Buick, primarily perceived as a ‘Gentleman’s Muscle Car’ brand, decided to shed the gentry and keep the brawny part, releasing a no-nonsense terror in the form of the Gran Sport of 1970. Remarkably, the GS 455 –especially the Stage I and Stage II versions– was the name everyone didn’t want to see lining up alongside at the stoplights.
Buick made a particular variant of the already-special GS 455 (to complete the overkill) and called it GSX – as in eXterminator. That wasn’t the official translation, but it might as well have been, judging by its 350-hp and 510-lb-ft capabilities. That's 355 PS and 691 Nm, although the power ratings were suspected of being a little... 'discrete.' A high-end variant was also available, with a hotter cam and just 10 extra hp as the main differences. The GSX had a short lifespan between 1970 and 1972, and the production numbers fell exponentially with every model year.
By the power of mathematics, 1970 is the most abundant model, but finding a real-deal GSX isn’t exactly a walk in the junkyard, where the likes of an Impala or Mustang are regular pensioners. However, there is a long-settled practice among gearheads of building clones, tributes, or lookalikes simply because an authentic example is too expensive, too hard to come across, too tricky to source, or all at the same time.

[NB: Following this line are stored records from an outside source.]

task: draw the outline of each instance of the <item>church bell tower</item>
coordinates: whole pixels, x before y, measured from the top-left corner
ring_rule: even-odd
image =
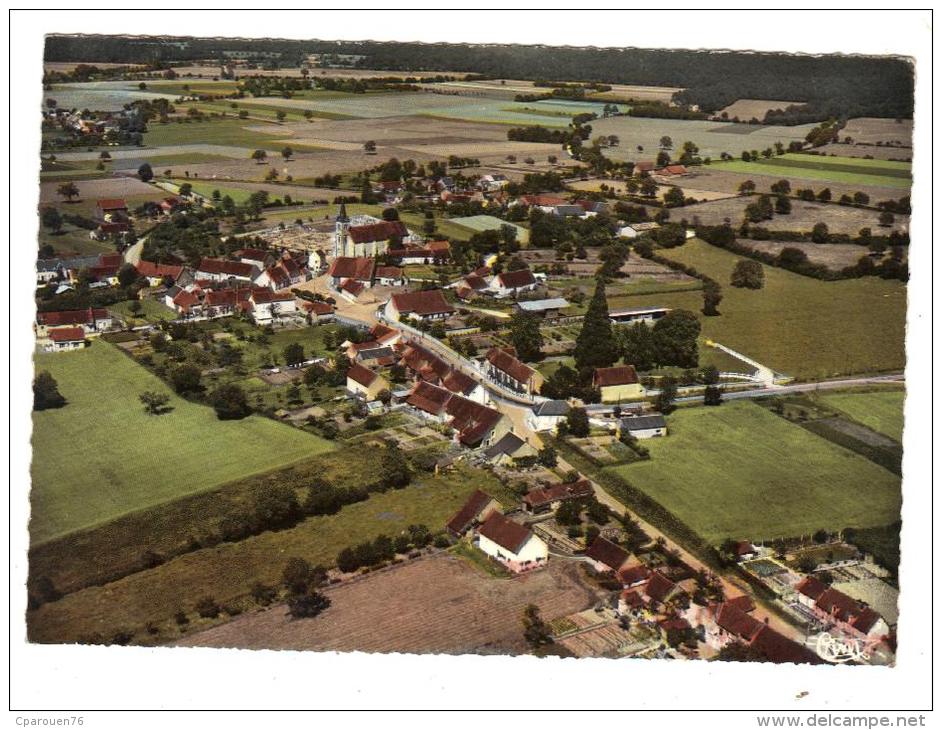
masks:
[[[347,255],[347,233],[349,230],[350,219],[347,217],[347,206],[345,203],[341,203],[334,225],[334,258]]]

While some wrench-turners are master craftsmen who achieve impeccable results in copying the originals, others don’t bother much with the details, whether small or vital. After all, we wouldn’t frown (too hard) upon a 1966 Pontiac GTO clone if it had a 389 V8 in it, even if it wasn’t put there by the factory. But we would very much feel the blood pressure building up at a steep rate if the badge were to say 'Judge' and the engine bay were to house a valvetrain cover that said ‘Overhead Cam.’

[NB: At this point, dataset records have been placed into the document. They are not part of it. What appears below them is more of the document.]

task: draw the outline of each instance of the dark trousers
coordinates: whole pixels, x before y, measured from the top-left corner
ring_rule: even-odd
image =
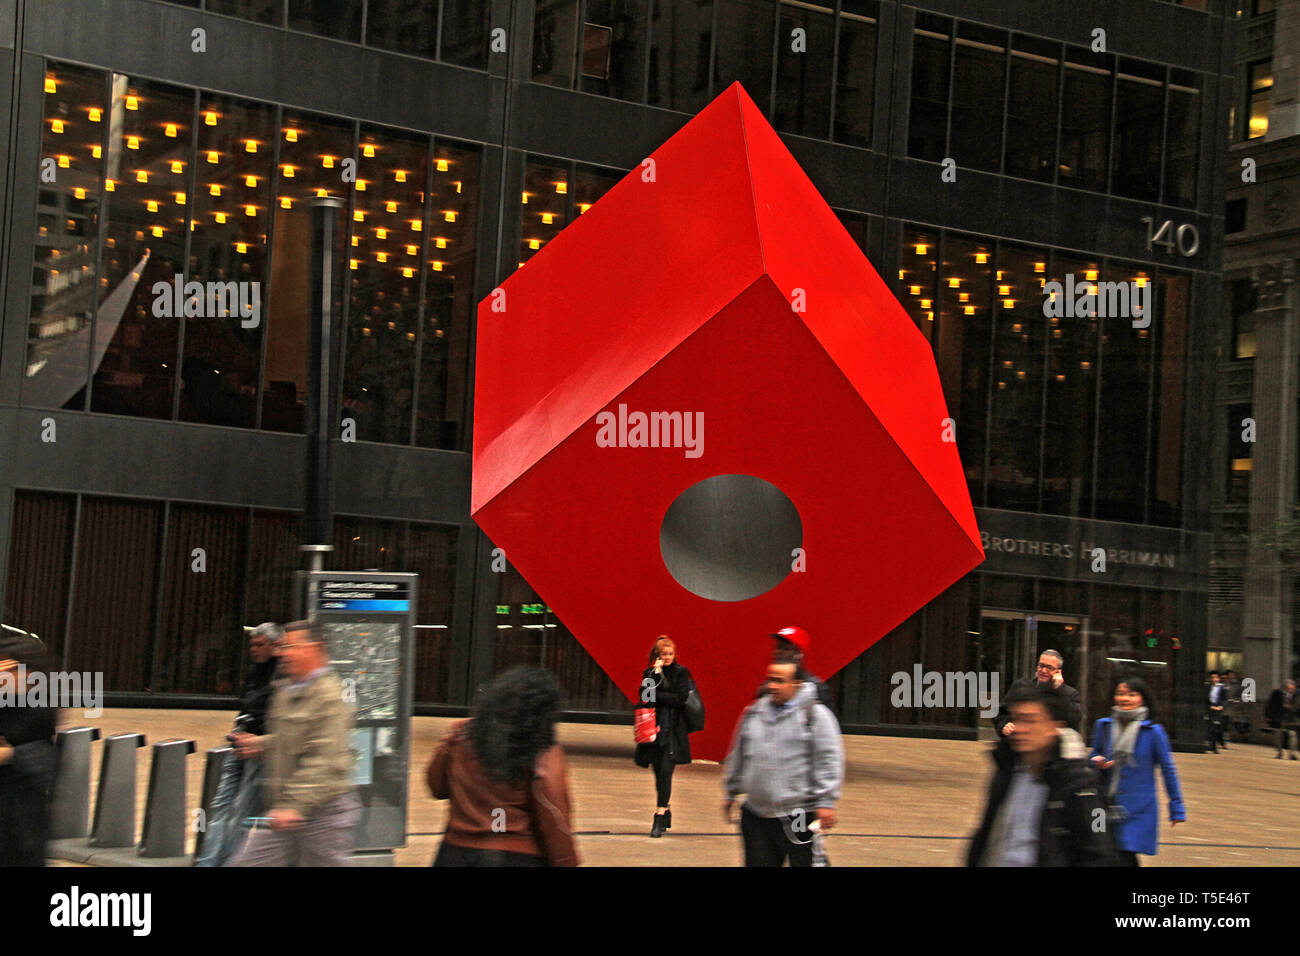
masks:
[[[1221,710],[1212,710],[1209,713],[1211,751],[1217,751],[1219,747],[1228,749],[1223,742],[1223,713]]]
[[[1120,866],[1141,866],[1138,862],[1138,855],[1131,850],[1120,850],[1118,852]]]
[[[442,841],[434,866],[545,866],[546,861],[531,853],[511,850],[481,850]]]
[[[815,820],[816,814],[808,816]],[[829,866],[817,831],[786,832],[789,817],[760,817],[748,807],[740,808],[740,839],[745,845],[745,866],[780,866],[787,859],[791,866]]]
[[[673,796],[673,770],[677,762],[667,747],[656,747],[654,762],[650,766],[655,772],[655,799],[658,801],[655,806],[666,807]]]

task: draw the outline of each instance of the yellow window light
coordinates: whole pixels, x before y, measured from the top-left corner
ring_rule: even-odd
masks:
[[[1010,294],[1011,294],[1011,286],[1009,285],[998,286],[998,295],[1010,295]]]
[[[540,249],[540,248],[542,248],[542,241],[541,241],[540,239],[529,239],[529,240],[528,240],[528,248],[529,248],[529,249]]]
[[[1004,275],[1006,275],[1006,272],[1005,272],[1004,270],[1002,270],[1002,269],[999,269],[999,270],[998,270],[998,281],[999,281],[999,282],[1002,281],[1002,277],[1003,277]]]
[[[99,157],[104,155],[104,147],[96,143],[94,146],[90,147],[90,155],[99,159]]]
[[[921,300],[921,308],[923,308],[923,309],[928,309],[928,308],[930,308],[930,307],[933,306],[933,305],[934,305],[934,300],[933,300],[933,299],[922,299],[922,300]]]
[[[524,204],[525,206],[528,205],[528,193],[524,193],[523,204]],[[520,263],[520,265],[522,265],[522,264],[523,264],[523,263]]]
[[[1025,370],[1023,368],[1016,369],[1016,378],[1022,382],[1025,380]]]
[[[402,270],[402,274],[405,275],[408,271],[409,271],[409,270],[407,270],[407,269],[403,269],[403,270]],[[406,276],[406,277],[407,277],[408,279],[411,278],[410,276]],[[406,340],[407,340],[408,342],[414,342],[414,341],[415,341],[415,333],[414,333],[414,332],[407,332],[407,333],[406,333]]]
[[[958,279],[958,278],[955,278],[955,277],[952,278],[952,279],[949,279],[949,280],[948,280],[948,288],[949,288],[949,289],[960,289],[960,288],[961,288],[961,279]]]
[[[104,180],[104,188],[111,193],[113,190],[117,189],[117,183],[111,179],[106,179]]]
[[[328,189],[318,189],[318,190],[316,190],[316,197],[317,197],[318,199],[324,199],[324,198],[325,198],[326,196],[328,196],[328,195],[329,195],[329,190],[328,190]]]
[[[914,286],[911,286],[911,287],[908,289],[908,291],[911,292],[912,295],[920,295],[920,294],[921,294],[921,287],[920,287],[919,285],[914,285]]]
[[[460,192],[460,190],[458,189],[456,190],[456,192]],[[589,202],[578,203],[578,215],[581,216],[584,212],[586,212],[590,208],[591,208],[591,203]]]
[[[899,281],[899,282],[902,282],[902,281],[903,281],[904,279],[906,279],[906,278],[907,278],[907,270],[906,270],[906,269],[899,269],[899,270],[898,270],[898,281]]]
[[[129,110],[138,110],[140,108],[140,99],[136,96],[126,98],[126,108]]]
[[[1003,300],[1002,300],[1002,308],[1004,308],[1004,309],[1014,309],[1015,307],[1016,307],[1016,300],[1015,300],[1015,299],[1003,299]]]
[[[288,196],[281,196],[281,197],[280,197],[280,208],[281,208],[281,209],[292,209],[292,208],[293,208],[293,200],[290,199]]]
[[[403,267],[402,267],[402,278],[403,278],[403,279],[413,279],[413,278],[415,278],[415,270],[412,269],[410,266],[403,266]],[[410,332],[408,332],[408,333],[406,333],[406,334],[407,334],[407,335],[411,335]],[[415,336],[411,335],[411,337],[414,338]]]
[[[254,206],[254,205],[251,205],[251,204],[245,206],[245,207],[244,207],[244,215],[245,215],[245,216],[248,216],[248,217],[250,217],[250,218],[253,217],[253,216],[256,216],[256,215],[257,215],[257,207]]]
[[[76,196],[78,199],[85,199],[86,191],[82,189],[80,186],[78,186],[76,189],[72,191],[72,195]]]
[[[424,230],[424,223],[421,220],[419,219],[411,220],[411,232],[422,232],[423,230]]]
[[[384,210],[387,212],[397,212],[397,203],[391,199],[388,200],[388,202],[384,203]]]
[[[433,244],[437,246],[439,249],[447,248],[447,240],[444,239],[442,236],[439,236],[437,239],[433,240]]]
[[[445,213],[442,214],[442,218],[445,219],[445,220],[447,220],[447,222],[455,222],[455,221],[456,221],[456,210],[454,210],[454,209],[448,209]]]
[[[286,143],[298,142],[298,131],[296,129],[287,129],[284,131],[284,141]]]
[[[45,78],[45,92],[46,92],[46,93],[57,93],[57,92],[59,92],[59,88],[58,88],[58,86],[56,86],[55,83],[54,83],[54,77],[52,77],[52,76],[47,76],[47,77]]]
[[[185,164],[182,163],[179,159],[173,159],[171,163],[171,170],[173,173],[179,176],[181,173],[185,172]]]
[[[974,314],[975,314],[975,306],[973,306],[973,305],[968,305],[968,306],[966,306],[966,314],[967,314],[967,315],[974,315]]]
[[[208,150],[208,162],[211,163],[213,166],[217,165],[217,160],[219,158],[220,157],[215,149]]]
[[[360,263],[360,260],[357,260],[357,259],[349,259],[349,260],[348,260],[348,268],[351,269],[353,272],[355,272],[355,271],[357,270],[357,266],[359,266],[360,264],[361,264],[361,263]],[[368,332],[369,329],[367,329],[366,331]]]
[[[416,253],[418,253],[419,251],[420,251],[419,248],[416,247],[416,246],[407,246],[407,247],[406,247],[406,254],[407,254],[408,256],[413,256],[413,255],[415,255]]]
[[[460,180],[456,180],[456,195],[460,195]],[[441,331],[441,330],[439,330]]]
[[[563,196],[569,191],[569,184],[566,182],[558,182],[555,184],[555,191]]]
[[[324,167],[325,169],[333,169],[333,168],[334,168],[334,157],[333,157],[333,156],[322,156],[322,157],[320,158],[320,164],[321,164],[321,166]]]
[[[438,172],[445,173],[447,171],[447,161],[445,159],[438,160],[437,165],[438,165]]]
[[[1035,262],[1035,263],[1034,263],[1034,271],[1035,271],[1035,272],[1046,272],[1046,271],[1047,271],[1047,263],[1046,263],[1046,262]]]
[[[543,222],[545,225],[548,225],[548,226],[551,225],[552,223],[554,223],[554,222],[555,222],[555,213],[551,213],[551,212],[544,212],[544,213],[542,213],[542,222]]]
[[[1023,326],[1019,322],[1016,322],[1014,325],[1011,326],[1011,331],[1019,332],[1022,328]]]
[[[226,222],[226,214],[224,212],[217,213],[216,220],[218,223],[224,225]]]
[[[927,250],[928,248],[930,248],[930,247],[927,246],[924,242],[918,242],[918,243],[916,244],[916,254],[917,254],[918,256],[923,256],[923,255],[925,255],[925,252],[926,252],[926,250]]]
[[[252,173],[249,173],[247,176],[244,177],[244,185],[247,186],[249,189],[253,189],[254,187],[257,186],[257,177],[254,176]]]
[[[147,183],[149,181],[149,174],[143,169],[136,170],[135,181],[137,183]]]
[[[59,169],[67,169],[67,168],[68,168],[69,166],[71,166],[71,165],[72,165],[72,157],[71,157],[71,156],[60,156],[60,157],[59,157]]]
[[[89,116],[92,123],[98,123],[103,118],[103,114],[99,111],[98,106],[92,106],[90,108]]]
[[[126,138],[126,148],[127,148],[127,149],[139,149],[139,148],[140,148],[140,137],[139,137],[139,136],[128,136],[128,137]]]
[[[1096,282],[1096,281],[1097,281],[1097,270],[1096,270],[1096,269],[1089,269],[1089,270],[1087,270],[1086,272],[1084,272],[1083,277],[1084,277],[1085,279],[1087,279],[1089,282]]]
[[[520,265],[523,265],[522,262],[519,263],[519,264],[520,264]],[[434,259],[432,262],[430,262],[430,263],[429,263],[429,266],[433,269],[434,272],[441,272],[441,271],[442,271],[442,263],[439,262],[437,259]]]
[[[1079,368],[1083,369],[1086,372],[1088,369],[1092,368],[1092,363],[1089,362],[1087,359],[1084,359],[1082,362],[1079,363]]]
[[[376,238],[376,239],[387,239],[387,238],[388,238],[388,230],[387,230],[387,229],[376,229],[376,230],[375,230],[375,238]]]
[[[284,166],[284,178],[293,179],[293,167],[288,165],[287,163]]]
[[[354,248],[356,246],[361,245],[361,237],[358,236],[355,232],[352,234],[352,245]]]
[[[248,251],[248,243],[246,242],[235,243],[235,251],[238,252],[240,255],[243,255]]]
[[[206,123],[208,126],[216,126],[217,114],[212,112],[212,110],[208,110],[206,113],[203,114],[203,122]]]
[[[175,138],[176,138],[176,124],[175,124],[175,123],[168,123],[166,126],[164,126],[164,127],[163,127],[163,135],[166,136],[168,139],[175,139]]]
[[[246,152],[246,153],[256,153],[256,152],[257,152],[257,140],[255,140],[255,139],[246,139],[246,140],[244,140],[244,152]]]
[[[218,186],[216,183],[213,183],[211,186],[208,187],[208,195],[209,195],[209,196],[220,196],[220,195],[221,195],[221,187]]]
[[[404,169],[394,169],[394,170],[393,170],[393,182],[397,182],[397,183],[404,183],[404,182],[406,182],[406,170],[404,170]]]
[[[150,199],[147,203],[145,203],[145,208],[148,209],[150,212],[157,212],[157,211],[158,211],[158,200],[156,200],[156,199]]]
[[[366,143],[364,146],[362,146],[361,155],[366,157],[366,159],[374,159],[375,158],[374,145],[372,143]]]
[[[144,238],[144,230],[143,230],[143,229],[137,229],[137,230],[135,231],[135,238],[136,238],[137,241],[143,239],[143,238]]]
[[[366,181],[365,181],[364,179],[358,179],[358,180],[357,180],[357,192],[359,192],[359,193],[363,193],[363,192],[365,192],[365,191],[366,191]]]
[[[1146,288],[1146,284],[1147,284],[1146,276],[1138,276],[1136,279],[1133,280],[1133,282],[1134,284],[1137,285],[1139,289]]]
[[[969,302],[969,301],[970,301],[970,293],[969,293],[969,292],[959,292],[959,293],[957,293],[957,301],[958,301],[958,302]]]
[[[365,221],[366,221],[366,214],[365,214],[364,212],[362,212],[360,209],[354,210],[353,213],[352,213],[352,221],[353,221],[353,222],[365,222]]]
[[[976,264],[982,266],[982,265],[985,265],[988,261],[989,261],[989,254],[988,254],[987,252],[977,252],[977,253],[975,253],[975,262],[976,262]]]
[[[386,252],[376,252],[376,253],[375,253],[375,258],[378,259],[380,262],[387,262],[387,261],[388,261],[388,253],[386,253]]]
[[[161,238],[162,238],[162,234],[163,234],[163,227],[162,227],[162,226],[154,226],[154,227],[153,227],[152,229],[150,229],[149,231],[153,233],[153,237],[154,237],[155,239],[161,239]]]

That happened to the following 1970 Buick GSX Tribute built on a 1972 Skylark with a 454 V8. No, that’s not a typo, but the cold, hard facts: this Buick is powered by a Chevrolet engine. To make matters even more cringe than the cross-divisional transfer of power, the Skylark donor was originally a column-shifted automatic.
The genuine GSX of 1970 had two transmission options: a four-speed manual or a console-mounted three-speed automatic with a horseshoe shifter (the gallery contains a brochure of the model that reveals the gearbox setups). The builder of this mixer of feelings put the correct console and, critically, a Turbo Hydra-matic, but the exact model is not specified. For correctness, note that the true GSX automatics came with a THM 400.

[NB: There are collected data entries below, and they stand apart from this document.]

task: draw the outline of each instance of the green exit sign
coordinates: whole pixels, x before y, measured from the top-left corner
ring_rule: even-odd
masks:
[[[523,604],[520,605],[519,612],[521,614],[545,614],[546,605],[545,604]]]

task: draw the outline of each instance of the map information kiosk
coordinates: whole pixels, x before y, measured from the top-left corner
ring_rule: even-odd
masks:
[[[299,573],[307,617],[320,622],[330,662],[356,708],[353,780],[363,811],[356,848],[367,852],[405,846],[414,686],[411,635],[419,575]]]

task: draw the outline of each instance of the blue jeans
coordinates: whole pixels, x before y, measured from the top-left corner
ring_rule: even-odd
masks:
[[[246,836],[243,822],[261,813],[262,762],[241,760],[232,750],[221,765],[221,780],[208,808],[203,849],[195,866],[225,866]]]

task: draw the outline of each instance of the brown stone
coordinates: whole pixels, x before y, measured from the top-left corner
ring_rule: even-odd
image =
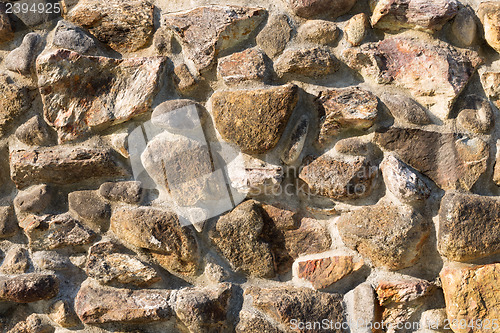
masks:
[[[477,16],[484,26],[484,38],[495,51],[500,53],[500,3],[482,1]]]
[[[33,116],[16,130],[16,138],[30,146],[45,146],[50,137],[47,126],[40,117]]]
[[[6,11],[7,7],[2,2],[0,4],[0,43],[8,42],[14,38],[14,29]]]
[[[297,30],[298,41],[321,45],[331,45],[337,41],[340,29],[336,23],[324,20],[307,20]]]
[[[309,117],[302,115],[286,140],[285,148],[280,156],[283,163],[290,165],[299,159],[304,149],[308,133]]]
[[[51,299],[59,292],[59,279],[51,274],[30,273],[0,281],[0,300],[31,303]]]
[[[50,321],[38,313],[29,315],[26,320],[18,322],[7,333],[53,333]]]
[[[12,206],[0,206],[0,239],[14,236],[19,231]]]
[[[355,263],[353,256],[299,261],[298,277],[311,282],[314,289],[323,289],[356,272],[363,264],[363,261]]]
[[[408,89],[441,119],[448,118],[456,97],[482,63],[476,52],[457,49],[422,32],[365,43],[346,49],[342,57],[367,79]]]
[[[344,28],[347,41],[352,46],[360,45],[363,39],[365,39],[369,25],[368,16],[365,13],[360,13],[351,17]]]
[[[347,13],[357,0],[288,0],[288,5],[297,16],[312,18],[330,16],[336,18]]]
[[[111,215],[111,230],[125,244],[151,251],[168,270],[192,275],[199,265],[194,231],[177,215],[153,207],[120,207]]]
[[[56,301],[50,306],[49,318],[64,328],[78,326],[80,320],[67,301]]]
[[[284,333],[258,311],[241,310],[239,319],[236,333]]]
[[[453,332],[468,333],[466,323],[482,323],[474,332],[496,330],[500,316],[500,264],[473,267],[444,267],[443,284],[446,313]]]
[[[163,16],[163,26],[174,32],[186,59],[202,72],[217,54],[243,42],[265,17],[262,8],[205,6]]]
[[[470,47],[478,41],[476,13],[471,7],[462,7],[451,24],[450,37],[460,47]]]
[[[344,129],[366,130],[375,124],[378,99],[360,87],[320,92],[321,123],[318,141],[325,144]]]
[[[455,0],[375,0],[372,7],[373,27],[396,32],[402,29],[417,29],[433,32],[458,12]]]
[[[109,204],[99,196],[97,191],[75,191],[68,194],[68,208],[82,223],[99,232],[109,227],[111,215]]]
[[[297,86],[292,84],[216,92],[211,101],[217,130],[243,152],[260,154],[271,150],[297,104],[297,92]]]
[[[45,120],[65,142],[148,112],[165,62],[165,57],[113,59],[62,49],[42,55],[36,68]]]
[[[119,289],[84,282],[75,311],[84,324],[151,323],[172,317],[170,290]]]
[[[322,155],[306,164],[299,178],[307,195],[321,195],[335,200],[353,200],[368,196],[375,185],[378,169],[361,156],[334,158]]]
[[[457,106],[460,113],[457,123],[465,130],[486,134],[495,125],[495,117],[490,102],[478,95],[468,95],[461,99]]]
[[[332,240],[328,231],[321,225],[321,223],[313,218],[302,218],[300,226],[297,229],[284,231],[285,249],[287,256],[296,259],[301,255],[314,254],[324,252],[330,249]],[[275,240],[277,244],[279,238]],[[276,246],[277,247],[277,246]],[[286,263],[286,255],[283,250],[276,249],[276,257]],[[280,261],[278,260],[278,263]],[[282,271],[287,271],[287,267],[282,263]]]
[[[375,133],[374,141],[444,190],[470,190],[487,169],[489,145],[479,138],[390,128]]]
[[[196,78],[191,74],[186,64],[181,64],[174,68],[174,81],[177,89],[183,94],[189,93],[196,87]]]
[[[286,15],[273,15],[268,19],[264,29],[257,35],[255,41],[259,48],[271,59],[283,52],[292,37],[290,19]]]
[[[227,85],[266,81],[269,76],[263,53],[255,48],[219,59],[217,72]]]
[[[99,194],[110,201],[122,201],[137,204],[142,201],[143,191],[141,182],[106,182],[99,187]]]
[[[368,156],[373,152],[373,144],[359,137],[351,137],[337,141],[334,149],[341,154]]]
[[[287,49],[275,61],[274,70],[279,76],[300,74],[321,77],[340,68],[337,58],[326,48]]]
[[[65,19],[90,31],[101,42],[118,52],[133,52],[146,45],[153,34],[154,6],[143,0],[105,3],[83,0]]]
[[[25,248],[12,247],[7,252],[0,266],[0,271],[5,274],[26,273],[29,268],[29,254]]]
[[[52,189],[46,184],[35,185],[26,191],[19,191],[14,199],[14,206],[21,213],[40,214],[50,205],[52,195]]]
[[[493,181],[500,186],[500,141],[497,141],[497,154],[495,159],[495,167],[493,169]]]
[[[481,82],[486,95],[500,108],[500,72],[485,71],[481,75]]]
[[[110,150],[78,146],[12,150],[10,172],[20,189],[31,184],[65,185],[128,174]]]
[[[345,245],[389,270],[412,266],[430,233],[429,221],[420,213],[392,203],[344,213],[337,226]]]
[[[7,74],[0,74],[0,137],[10,130],[17,118],[29,108],[27,89]]]
[[[428,125],[431,123],[425,108],[409,96],[383,93],[380,99],[397,120],[415,125]]]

Even more intriguingly, this exact vehicle was sold for three grand at one point. The video below is from the older ad, as the photos of the current bid on eBay are finger-snapping mediocre. Literally, whoever took the pictures did a good job of including a finger in the shots.
The seller jotted some notes about the car, but it’s hard to say much about it after reading them. The eBay ad states the following: ‘No rust at all no dents great paint,’ ‘(...) 454 cam solid lifters roller rockers big port heads H P unknown estimate 600 to 700 horses,’ and ‘It’s a great car I don’t want to sell it have to Really fast and fun turns heads.’ (The text is accurately transcribed; no corrections or alterations have been made).
This Frankenstein of a Buick Skylark-based GSX even sports the 8,000-RPM hood tachometer, but the current ad doesn’t have an image of the odometer. The seller put ‘2,500’ in the ‘Mileage’ field on the online auction page – around 4,000 km. However, the older ad clearly shows 58,691 miles (94,434 km) – see some of those images in the gallery. As a last note, the video attached is also courtesy of the dealership that sold this crossbreed for $30,000.